The top AI tool, Colossal Clean Crawled Corpus (C4), depends on multiple crypto platforms for a significant portion of its data. An analysis shows that C4 extracts millions of text snippets from crypto-based websites or web platforms closely related to cryptocurrency.
According to reports, the U.S. Securities and Exchange Commission (SEC), which now contains a significant amount of crypto-related information, accounts for 36 million C4 tokens, representing 0.02% of the platform’s dataset. The SEC’s website (sec.gov), from which C4 fetches the data, ranked 39th among the websites engaged by C4.
Satoshi Nakamoto’s Bitcointalk.org accounted for 6.1 million C4 tokens, equivalent to 0.004% of the total tokens. It ranked as the 780th website engaged by the platform.
Other crypto platforms engaged by C4 for data acquisition include the crypto news website, Cointelegraph, and the tokens aggregation platform, CoinmarketCap. These and six more related websites accounted for 0.008% of all C4 tokens, while other websites related to specific cryptocurrencies formed a negligible part of the representation.
IPFS (ipfs.io) and Steemit (steemit.com) featured significantly in C4’s dataset. IPFS ranked 16th, while Steemit ranked in the 594th position. Both these sites are not directly involved in crypto but have significant inclinations toward the crypto industry.

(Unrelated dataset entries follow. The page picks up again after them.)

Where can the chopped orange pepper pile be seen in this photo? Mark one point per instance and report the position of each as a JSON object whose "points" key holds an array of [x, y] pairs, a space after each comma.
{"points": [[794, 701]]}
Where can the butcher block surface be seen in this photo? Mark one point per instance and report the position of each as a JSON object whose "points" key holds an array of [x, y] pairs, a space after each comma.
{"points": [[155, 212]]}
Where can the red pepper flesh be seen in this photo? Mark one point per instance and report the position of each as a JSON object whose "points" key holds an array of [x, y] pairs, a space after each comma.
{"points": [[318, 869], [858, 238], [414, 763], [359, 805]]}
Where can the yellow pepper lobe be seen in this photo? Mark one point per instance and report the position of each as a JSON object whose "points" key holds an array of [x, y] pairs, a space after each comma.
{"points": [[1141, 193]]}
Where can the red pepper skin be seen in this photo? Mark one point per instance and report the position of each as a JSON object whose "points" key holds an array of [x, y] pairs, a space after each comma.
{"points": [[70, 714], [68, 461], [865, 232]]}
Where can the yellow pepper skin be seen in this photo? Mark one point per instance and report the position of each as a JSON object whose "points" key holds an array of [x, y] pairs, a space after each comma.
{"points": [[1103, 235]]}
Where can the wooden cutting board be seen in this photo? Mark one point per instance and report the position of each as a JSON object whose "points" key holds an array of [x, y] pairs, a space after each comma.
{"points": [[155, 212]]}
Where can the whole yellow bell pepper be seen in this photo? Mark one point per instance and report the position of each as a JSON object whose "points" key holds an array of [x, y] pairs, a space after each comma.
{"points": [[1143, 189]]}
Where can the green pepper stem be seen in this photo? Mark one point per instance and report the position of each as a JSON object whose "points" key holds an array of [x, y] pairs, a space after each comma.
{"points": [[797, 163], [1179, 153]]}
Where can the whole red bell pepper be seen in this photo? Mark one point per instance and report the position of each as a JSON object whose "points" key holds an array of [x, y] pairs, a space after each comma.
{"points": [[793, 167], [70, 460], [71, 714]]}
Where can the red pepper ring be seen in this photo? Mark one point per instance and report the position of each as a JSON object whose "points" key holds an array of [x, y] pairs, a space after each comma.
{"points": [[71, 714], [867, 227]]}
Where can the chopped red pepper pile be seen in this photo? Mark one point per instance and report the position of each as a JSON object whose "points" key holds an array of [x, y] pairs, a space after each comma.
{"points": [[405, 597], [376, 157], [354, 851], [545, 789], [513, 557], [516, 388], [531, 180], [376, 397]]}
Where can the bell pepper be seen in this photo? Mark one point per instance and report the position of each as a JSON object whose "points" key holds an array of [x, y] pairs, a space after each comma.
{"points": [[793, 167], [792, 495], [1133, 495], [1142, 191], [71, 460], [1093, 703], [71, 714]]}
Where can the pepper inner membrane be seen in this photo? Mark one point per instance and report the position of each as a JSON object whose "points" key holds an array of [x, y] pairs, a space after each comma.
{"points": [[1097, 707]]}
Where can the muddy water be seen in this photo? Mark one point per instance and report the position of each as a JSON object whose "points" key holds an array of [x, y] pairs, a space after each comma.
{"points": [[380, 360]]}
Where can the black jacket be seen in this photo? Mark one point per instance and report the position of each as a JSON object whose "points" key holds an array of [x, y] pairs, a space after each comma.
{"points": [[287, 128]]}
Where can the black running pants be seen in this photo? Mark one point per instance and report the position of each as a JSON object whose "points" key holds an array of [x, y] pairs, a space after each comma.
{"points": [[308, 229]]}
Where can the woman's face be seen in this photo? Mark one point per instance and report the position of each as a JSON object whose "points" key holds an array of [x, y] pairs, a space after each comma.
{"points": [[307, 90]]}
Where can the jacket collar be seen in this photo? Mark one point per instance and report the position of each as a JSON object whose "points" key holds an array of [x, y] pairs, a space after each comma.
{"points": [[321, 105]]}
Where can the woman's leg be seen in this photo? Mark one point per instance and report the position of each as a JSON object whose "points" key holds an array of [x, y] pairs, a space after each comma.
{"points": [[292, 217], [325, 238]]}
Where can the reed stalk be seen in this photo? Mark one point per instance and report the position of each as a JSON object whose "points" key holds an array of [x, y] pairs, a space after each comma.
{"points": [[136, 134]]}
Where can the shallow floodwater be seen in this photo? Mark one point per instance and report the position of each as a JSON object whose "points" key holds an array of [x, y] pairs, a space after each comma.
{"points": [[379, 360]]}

The involvement of crypto-related platforms in C4’s AI training process exposes cryptocurrency’s encroachment into the mainstream. Crypto websites’ extent of representation is significant enough to influence the outcome of C4, even though mainstream websites like Google and Facebook outrank them significantly.
C4 has faced criticism over pirated data and hate speech, despite reports of the dataset being “cleaned”. With only 400 words in its list for censoring specific content, it suggests there could still be controversial content within C4. The presence of crypto sites in its dataset could also affect its level of bias.